A lot of the older residents who have been in this area for a long time have said to me that this is absolutely the worst thing that they’ve ever lived through.

They’ve said there were just walls of fire coming down the road or across the paddocks, and you could hear the oxygen just being sucked in. And so, I can only imagine. That would have just been a horrifying experience.”

Mittagong, NSW

Dr Rebekah Hoffman

“What hit me the hardest were the days where people were evacuated quickly, and where they had to leave just with their property, and nobody knew if they had a house to return to.

No one quite knew where they should be going. They had all slept the night on RSL chairs because they didn’t have beds. They had tried to leave with their animals, but they couldn’t get anything larger than a cat or a small dog out. That was really heart wrenching for those couple of days.

Before that weekend, I absolutely had been managing asthma attacks and bronchitis and acute spiritual problems for weeks, if not months. We were getting really good at those here because we were seeing lots and lots of it.

But the escalation in the mental health, which was purely just from uncertainty, was most noticeable. There was, of course, all of the minor injuries – so, broken fingers, minor burns, people who climbed ladders that shouldn’t have – that we were managing as well, but the mental health load was phenomenal.

Access to funding for mental health is always a positive thing and the promise of money is always a positive thing. I am always personally quite cynical until I see what is actually happening on the ground because $76 million is a large, huge sum of money. But for the individual who, at that point in time, doesn’t know if they have a house to go home to, it’s meaningless to them on that day.”

Walwa, Victoria

Dr David Hunt

“Walwa has been under fire threat since New Year’s Eve. Our own property was threatened by the fires but fortunately we saved our house and sheds.

It’s been a very social time with most of the town coming to the Bush Nursing Centre to have their meals because, of course, no food has been able to get into the town until recently.

And, until the beginning of this week [mid-January], there were no communications at all because the landlines were out, the power was out, the mobile tower was out. So, when people came to the Bush Nursing Centre, they were able to exchange news and that was the only news that we were getting.

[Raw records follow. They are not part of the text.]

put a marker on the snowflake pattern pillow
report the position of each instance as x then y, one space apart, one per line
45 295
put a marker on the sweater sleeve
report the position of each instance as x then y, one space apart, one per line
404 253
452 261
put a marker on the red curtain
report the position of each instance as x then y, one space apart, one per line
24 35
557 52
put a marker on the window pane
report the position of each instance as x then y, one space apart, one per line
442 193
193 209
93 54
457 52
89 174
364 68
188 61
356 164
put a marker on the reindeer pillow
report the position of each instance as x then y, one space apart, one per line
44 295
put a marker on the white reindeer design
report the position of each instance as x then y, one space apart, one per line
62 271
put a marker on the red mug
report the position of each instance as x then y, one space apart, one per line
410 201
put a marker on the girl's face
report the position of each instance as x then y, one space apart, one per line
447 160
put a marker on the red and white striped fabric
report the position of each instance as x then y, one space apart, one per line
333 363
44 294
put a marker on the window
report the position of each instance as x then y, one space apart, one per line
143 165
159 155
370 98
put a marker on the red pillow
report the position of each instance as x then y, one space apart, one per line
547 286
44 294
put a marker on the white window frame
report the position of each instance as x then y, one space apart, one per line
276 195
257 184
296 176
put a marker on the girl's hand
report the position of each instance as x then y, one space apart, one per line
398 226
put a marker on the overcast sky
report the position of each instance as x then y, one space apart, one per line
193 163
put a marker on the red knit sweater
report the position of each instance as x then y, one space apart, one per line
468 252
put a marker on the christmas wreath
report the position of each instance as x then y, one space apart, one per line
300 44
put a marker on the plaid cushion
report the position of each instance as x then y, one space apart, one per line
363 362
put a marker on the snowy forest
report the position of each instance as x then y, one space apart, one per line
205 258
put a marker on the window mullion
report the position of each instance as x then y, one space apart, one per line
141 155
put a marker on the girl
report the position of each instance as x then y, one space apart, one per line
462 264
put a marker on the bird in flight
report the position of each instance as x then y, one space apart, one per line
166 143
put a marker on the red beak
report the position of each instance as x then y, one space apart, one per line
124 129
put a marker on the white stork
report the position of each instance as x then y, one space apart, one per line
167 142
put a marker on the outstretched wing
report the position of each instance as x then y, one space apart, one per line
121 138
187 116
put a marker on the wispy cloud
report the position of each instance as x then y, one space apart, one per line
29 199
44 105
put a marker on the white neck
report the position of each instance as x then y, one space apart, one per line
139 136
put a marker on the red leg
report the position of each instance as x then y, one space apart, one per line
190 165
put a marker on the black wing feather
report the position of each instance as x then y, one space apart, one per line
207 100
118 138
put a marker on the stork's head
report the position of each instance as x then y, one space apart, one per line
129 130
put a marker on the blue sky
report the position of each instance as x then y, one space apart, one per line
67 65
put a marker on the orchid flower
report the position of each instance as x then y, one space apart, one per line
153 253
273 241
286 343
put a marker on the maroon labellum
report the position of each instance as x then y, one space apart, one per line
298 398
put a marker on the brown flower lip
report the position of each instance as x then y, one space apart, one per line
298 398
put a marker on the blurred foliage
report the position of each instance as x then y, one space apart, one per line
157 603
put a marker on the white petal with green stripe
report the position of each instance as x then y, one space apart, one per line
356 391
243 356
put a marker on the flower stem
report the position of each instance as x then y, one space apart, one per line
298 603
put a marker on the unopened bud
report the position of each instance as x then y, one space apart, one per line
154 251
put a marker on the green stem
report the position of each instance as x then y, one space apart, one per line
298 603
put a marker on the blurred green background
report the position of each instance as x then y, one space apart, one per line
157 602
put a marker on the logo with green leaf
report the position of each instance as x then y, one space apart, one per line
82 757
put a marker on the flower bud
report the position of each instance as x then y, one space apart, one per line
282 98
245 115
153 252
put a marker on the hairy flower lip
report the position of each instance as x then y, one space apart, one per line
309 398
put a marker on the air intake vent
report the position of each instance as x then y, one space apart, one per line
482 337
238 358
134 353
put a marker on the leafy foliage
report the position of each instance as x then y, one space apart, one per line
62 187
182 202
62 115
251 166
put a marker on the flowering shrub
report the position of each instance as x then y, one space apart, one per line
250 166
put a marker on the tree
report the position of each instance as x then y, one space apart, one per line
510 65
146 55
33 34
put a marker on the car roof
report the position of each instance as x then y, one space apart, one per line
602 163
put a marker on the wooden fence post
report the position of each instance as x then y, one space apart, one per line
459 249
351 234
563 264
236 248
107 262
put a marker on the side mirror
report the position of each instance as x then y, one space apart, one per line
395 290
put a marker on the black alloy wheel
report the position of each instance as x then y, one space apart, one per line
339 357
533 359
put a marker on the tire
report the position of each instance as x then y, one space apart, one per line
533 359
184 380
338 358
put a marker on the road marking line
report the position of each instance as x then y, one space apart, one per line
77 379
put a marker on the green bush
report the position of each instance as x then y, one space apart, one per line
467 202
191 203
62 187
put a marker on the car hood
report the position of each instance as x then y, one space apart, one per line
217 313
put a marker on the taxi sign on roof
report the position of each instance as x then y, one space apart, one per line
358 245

I’m now beginning to see is the emotional and psychological aftermath of the fires. There are certainly people that are devastated because they’ve lost their home or livestock.

But there are also those people who really haven’t lost anything material but who’ve been running on adrenaline, like some of our volunteers, really hyped up, really working very hard and efficiently. And then when the risk drops (like it has the last couple of days) suddenly, that adrenaline is gone, and people are just feeling flat and down and can’t work out why they are feeling miserable when they should be feeling good.”